Formulating linear program (LP) models from scratch is labor-intensive and costly. Formulation efforts include having to select decision variables and find linear dependencies between the left-hand side (LHS) and the right-hand side (RHS) of the model. Discerning complex relationships between database fields remains a research challenge (Fayyad, Piatetsky-Shapiro & Smyth, 1996). Because linear programming models are applicable to this case, relying on conventional discovery techniques is not efficient. For example, a module of a linear programming model consists of a set of modelling constructs that are related to each other, either by an objective function or by a constraint. These constructs offer a methodology by which linear programming models can be exacted from a database with both domain-independent and domain-specific knowledge. In this paper, we propose a two-phased LP model discovery method: a first-cut model discovery and a second-cut model discovery. The first-cut model discovery phase recognizes well-formed candidate modules from the data dictionary of a relational database. Then, a means-ends analysis (MEA) algorithm is applied. The second-cut model discovery phase selects a valid LP model among the candidate modules. In this phase, correct coefficient values are found by adopting a back propagation method. Model Miner, a prototype system, which is described in detail, tests the integrity of our methodology. The remainder of this paper is as follows. In Section 2, a literature survey on model formulation and MEA is described briefly. Overall framework for the LP model discovery is illustrated in Section 3. The first part, the first-cut model discovery from data dictionary, is delineated in Section 4. Section 5 shows the second-cut model discovery and how ANN is applied. In Section 6, a prototype system is given to show the feasibility of the proposed methodology. Finally, concluding remarks and future research issues are put in Section 7.

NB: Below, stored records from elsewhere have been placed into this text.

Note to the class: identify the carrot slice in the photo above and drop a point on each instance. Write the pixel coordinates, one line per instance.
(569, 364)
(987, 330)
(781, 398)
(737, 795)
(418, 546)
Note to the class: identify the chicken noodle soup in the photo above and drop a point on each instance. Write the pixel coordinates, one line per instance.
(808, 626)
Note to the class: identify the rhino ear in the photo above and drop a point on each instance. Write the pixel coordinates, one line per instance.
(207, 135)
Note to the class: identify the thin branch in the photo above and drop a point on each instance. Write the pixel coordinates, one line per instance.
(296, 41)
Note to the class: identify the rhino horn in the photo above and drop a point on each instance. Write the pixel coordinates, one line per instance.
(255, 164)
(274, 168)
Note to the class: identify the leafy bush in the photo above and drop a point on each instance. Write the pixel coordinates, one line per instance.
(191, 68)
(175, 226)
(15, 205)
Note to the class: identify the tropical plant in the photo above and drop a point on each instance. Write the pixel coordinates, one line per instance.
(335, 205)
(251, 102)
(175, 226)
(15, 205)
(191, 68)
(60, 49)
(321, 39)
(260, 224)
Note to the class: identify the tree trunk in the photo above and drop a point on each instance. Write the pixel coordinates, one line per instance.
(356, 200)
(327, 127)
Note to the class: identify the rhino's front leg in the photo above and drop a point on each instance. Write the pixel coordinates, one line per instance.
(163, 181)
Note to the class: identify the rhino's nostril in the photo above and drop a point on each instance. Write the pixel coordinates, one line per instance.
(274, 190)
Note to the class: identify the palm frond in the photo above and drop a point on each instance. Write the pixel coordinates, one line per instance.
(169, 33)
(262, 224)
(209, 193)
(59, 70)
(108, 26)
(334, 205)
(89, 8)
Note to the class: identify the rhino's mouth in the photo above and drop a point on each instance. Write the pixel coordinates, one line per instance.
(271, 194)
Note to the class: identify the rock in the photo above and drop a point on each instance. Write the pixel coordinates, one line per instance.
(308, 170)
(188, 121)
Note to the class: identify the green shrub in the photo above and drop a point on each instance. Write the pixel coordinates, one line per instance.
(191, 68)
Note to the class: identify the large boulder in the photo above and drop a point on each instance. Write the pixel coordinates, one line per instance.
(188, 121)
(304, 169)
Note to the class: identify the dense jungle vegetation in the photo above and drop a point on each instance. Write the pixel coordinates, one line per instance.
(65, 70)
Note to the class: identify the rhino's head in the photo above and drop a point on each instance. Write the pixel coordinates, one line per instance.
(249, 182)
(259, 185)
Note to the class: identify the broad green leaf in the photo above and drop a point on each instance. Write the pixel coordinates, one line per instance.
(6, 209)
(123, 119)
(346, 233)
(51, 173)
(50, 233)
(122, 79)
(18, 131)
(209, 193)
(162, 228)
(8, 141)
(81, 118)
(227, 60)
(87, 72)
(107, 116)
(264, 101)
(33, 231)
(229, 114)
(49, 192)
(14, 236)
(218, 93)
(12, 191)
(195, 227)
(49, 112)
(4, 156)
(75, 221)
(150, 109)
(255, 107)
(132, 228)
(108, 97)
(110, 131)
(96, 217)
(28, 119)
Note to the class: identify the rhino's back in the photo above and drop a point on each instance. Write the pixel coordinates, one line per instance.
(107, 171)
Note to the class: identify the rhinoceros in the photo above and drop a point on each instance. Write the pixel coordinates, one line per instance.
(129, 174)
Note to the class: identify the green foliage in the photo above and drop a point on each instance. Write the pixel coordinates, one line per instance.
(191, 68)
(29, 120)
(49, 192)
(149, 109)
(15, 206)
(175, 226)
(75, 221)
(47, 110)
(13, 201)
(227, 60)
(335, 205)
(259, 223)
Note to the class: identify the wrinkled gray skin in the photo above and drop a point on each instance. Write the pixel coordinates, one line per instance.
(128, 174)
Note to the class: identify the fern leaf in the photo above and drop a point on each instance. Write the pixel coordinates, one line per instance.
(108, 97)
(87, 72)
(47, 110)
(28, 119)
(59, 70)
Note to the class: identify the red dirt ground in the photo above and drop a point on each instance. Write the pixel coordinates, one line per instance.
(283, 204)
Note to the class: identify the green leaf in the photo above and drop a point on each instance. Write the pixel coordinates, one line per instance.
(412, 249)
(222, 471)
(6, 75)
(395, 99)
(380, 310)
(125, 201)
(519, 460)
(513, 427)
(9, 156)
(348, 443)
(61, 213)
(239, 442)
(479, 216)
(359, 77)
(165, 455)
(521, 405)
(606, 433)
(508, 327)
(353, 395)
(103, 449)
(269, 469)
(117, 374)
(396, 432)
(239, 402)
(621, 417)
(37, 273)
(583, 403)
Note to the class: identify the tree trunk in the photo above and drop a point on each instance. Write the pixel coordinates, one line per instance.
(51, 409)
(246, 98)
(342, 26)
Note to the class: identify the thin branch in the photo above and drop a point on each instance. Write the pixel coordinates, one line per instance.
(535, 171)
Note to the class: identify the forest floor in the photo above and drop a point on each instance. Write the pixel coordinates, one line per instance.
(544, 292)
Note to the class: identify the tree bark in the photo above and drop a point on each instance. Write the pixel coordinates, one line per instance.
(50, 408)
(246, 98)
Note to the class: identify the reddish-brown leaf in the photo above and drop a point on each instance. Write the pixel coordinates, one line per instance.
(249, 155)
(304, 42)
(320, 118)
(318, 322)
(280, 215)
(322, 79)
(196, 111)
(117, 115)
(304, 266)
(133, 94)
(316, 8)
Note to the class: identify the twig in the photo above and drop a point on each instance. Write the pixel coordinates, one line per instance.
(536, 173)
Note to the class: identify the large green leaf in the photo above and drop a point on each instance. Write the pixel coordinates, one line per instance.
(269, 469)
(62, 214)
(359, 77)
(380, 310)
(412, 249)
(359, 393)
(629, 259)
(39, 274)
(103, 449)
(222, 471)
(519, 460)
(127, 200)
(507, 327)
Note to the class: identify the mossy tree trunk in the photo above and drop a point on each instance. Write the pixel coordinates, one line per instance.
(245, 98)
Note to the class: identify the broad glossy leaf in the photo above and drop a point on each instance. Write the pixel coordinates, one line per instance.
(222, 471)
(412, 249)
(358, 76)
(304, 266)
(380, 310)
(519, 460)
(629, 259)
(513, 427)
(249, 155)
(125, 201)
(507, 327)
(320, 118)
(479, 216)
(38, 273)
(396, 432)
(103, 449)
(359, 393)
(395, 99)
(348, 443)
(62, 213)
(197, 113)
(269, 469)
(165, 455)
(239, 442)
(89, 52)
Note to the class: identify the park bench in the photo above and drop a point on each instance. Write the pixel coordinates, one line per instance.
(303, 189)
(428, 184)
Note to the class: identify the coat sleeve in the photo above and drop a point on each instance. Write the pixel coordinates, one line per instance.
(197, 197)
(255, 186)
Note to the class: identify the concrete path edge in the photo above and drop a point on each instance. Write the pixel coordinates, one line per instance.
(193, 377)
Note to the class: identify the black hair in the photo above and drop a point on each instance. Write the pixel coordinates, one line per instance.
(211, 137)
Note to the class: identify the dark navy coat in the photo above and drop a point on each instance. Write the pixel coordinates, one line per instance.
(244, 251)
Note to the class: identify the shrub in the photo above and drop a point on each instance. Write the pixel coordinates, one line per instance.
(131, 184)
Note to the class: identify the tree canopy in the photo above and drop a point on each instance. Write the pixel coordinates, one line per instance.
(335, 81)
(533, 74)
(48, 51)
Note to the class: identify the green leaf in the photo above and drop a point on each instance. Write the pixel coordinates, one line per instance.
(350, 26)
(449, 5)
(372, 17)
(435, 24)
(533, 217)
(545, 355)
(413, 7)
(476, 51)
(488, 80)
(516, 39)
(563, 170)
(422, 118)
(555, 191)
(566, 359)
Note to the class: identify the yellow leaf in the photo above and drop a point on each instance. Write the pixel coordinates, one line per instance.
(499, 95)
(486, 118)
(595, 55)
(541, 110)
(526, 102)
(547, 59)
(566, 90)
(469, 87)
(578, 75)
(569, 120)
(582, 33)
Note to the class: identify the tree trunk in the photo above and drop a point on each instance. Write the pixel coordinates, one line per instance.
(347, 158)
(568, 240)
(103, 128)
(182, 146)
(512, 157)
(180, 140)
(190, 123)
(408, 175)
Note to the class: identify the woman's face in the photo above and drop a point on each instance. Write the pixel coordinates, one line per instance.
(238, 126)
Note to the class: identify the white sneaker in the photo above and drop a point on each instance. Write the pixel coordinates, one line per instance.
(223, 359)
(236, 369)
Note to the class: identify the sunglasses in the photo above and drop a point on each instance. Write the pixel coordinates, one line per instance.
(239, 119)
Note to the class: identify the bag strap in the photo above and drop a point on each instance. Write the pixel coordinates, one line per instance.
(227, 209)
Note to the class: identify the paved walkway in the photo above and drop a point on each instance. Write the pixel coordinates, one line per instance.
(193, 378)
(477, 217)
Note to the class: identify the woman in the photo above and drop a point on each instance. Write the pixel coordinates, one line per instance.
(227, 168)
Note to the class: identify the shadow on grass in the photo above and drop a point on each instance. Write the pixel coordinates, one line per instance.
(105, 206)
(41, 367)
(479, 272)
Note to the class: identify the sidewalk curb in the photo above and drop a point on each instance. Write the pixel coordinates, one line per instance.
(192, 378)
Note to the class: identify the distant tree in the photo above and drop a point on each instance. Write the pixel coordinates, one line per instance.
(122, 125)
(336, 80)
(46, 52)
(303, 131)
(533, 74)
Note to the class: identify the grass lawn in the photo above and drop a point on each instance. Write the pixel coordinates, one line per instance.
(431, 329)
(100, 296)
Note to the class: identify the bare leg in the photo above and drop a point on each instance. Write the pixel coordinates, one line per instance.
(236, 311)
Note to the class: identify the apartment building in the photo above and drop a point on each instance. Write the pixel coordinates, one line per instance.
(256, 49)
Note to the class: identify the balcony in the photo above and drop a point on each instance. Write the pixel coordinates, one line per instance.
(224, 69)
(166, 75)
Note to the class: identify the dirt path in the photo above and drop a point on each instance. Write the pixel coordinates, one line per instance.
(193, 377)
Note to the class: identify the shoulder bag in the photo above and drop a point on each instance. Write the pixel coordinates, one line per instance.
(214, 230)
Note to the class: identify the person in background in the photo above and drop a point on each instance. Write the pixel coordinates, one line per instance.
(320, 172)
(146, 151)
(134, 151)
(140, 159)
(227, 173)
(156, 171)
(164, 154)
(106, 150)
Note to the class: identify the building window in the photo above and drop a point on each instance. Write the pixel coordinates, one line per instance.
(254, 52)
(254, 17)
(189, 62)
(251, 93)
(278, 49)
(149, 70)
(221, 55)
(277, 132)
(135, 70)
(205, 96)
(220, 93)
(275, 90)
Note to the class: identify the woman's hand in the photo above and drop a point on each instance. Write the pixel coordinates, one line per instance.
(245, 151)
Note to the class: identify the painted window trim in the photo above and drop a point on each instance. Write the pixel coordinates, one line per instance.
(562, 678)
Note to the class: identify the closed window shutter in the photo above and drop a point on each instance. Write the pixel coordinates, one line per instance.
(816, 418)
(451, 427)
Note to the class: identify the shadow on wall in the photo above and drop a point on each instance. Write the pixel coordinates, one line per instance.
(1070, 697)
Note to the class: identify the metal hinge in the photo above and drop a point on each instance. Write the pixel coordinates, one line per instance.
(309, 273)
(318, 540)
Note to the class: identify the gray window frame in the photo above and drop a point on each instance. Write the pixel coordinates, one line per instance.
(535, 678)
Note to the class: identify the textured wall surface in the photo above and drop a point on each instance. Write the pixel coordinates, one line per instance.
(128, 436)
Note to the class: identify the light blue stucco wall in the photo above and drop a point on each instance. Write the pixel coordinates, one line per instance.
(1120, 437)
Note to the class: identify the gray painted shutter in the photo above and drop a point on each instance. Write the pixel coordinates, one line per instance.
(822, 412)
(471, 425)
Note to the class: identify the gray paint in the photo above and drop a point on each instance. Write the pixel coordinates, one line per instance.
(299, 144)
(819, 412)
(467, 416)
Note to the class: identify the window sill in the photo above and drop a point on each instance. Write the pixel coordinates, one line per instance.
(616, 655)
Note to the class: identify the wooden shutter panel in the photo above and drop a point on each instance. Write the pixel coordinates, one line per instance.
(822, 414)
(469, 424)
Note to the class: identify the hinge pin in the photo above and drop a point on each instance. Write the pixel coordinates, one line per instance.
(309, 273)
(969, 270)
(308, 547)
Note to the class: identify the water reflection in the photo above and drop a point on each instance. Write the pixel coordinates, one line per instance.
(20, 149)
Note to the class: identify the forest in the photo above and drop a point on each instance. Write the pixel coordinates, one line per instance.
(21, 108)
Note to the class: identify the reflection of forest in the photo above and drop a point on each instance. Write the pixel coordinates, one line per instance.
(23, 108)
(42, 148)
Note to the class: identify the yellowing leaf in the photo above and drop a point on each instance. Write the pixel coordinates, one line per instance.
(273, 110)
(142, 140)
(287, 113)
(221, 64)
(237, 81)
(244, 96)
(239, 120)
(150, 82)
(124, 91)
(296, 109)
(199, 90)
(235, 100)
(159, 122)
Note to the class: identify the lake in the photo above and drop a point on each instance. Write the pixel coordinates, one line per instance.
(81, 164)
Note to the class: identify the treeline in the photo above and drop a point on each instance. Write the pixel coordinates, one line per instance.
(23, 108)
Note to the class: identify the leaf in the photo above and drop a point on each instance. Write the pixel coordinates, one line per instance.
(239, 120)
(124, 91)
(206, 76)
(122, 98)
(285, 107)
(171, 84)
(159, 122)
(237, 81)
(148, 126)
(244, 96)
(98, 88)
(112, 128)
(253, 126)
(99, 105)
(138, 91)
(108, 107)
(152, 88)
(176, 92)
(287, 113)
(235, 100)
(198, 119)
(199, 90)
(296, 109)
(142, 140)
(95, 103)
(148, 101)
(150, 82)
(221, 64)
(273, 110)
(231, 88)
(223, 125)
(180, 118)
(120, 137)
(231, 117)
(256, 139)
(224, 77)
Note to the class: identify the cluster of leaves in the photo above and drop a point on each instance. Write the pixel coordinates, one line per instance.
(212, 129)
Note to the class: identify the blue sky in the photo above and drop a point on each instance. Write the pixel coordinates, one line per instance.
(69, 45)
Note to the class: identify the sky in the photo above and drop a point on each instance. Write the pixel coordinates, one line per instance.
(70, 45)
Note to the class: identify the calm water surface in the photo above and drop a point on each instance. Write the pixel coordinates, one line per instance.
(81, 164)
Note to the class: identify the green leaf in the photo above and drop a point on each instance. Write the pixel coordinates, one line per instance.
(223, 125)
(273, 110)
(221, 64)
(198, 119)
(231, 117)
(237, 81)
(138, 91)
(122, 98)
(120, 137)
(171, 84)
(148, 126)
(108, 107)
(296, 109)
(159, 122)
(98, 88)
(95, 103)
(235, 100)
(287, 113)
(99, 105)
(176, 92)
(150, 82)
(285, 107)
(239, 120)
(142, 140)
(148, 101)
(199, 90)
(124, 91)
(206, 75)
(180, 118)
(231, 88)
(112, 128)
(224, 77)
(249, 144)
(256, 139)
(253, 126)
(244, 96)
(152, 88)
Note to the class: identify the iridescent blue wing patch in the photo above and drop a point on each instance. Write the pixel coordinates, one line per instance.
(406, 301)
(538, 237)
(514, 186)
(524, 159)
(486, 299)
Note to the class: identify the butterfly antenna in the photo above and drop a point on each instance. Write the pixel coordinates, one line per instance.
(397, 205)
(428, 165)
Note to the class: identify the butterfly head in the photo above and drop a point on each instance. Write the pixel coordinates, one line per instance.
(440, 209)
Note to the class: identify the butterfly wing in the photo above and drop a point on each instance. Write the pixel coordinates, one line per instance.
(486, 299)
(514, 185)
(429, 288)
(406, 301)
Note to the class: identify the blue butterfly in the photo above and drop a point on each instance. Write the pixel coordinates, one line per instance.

This paper proposes a methodology that automatically recognises and captures relevant knowledge on formulating linear programming models from a relational database. The contributions of the proposed methodology are three-fold. First, this methodology produces a knowledge superior to the knowledge revealed in traditional data mining techniques. Our methodology combs the database for causality and classification, mines optimisation knowledge, and investigates how the linear programming models can be manipulated to reveal useful forms of knowledge buried in the corporate database. Second, in comparison with other knowledge-based model formulation support systems, our methodology provides decision makers with more general model formulation support. We separate generic and domain-specific formulation knowledge. We show how MEA and artificial ANN techniques can be combined to discover LP models from the database. This kind of methodology has applications to the data-oriented decision support systems like data warehousing and OLAP. Lastly, using our prototype, the first-cut model discovery and second-cut model discovery can maintain LP models according to the change of data structure and that of data value, respectively, to produce a newly modified LP model. This capability may overcome the limitations inherent to knowledge-based formulation support systems. Model Miner, a prototype system, demonstrates the feasibility of the algorithm proposed in this paper. Experimental results show that the algorithm works better than graduate students, when those students are provided only the primitive data set and a data dictionary. The proposed algorithm, however, is limited in scope. It does not apply to a non-linear programming model and this limitation is left for further research because the non-linearity would confound the selecting available operators.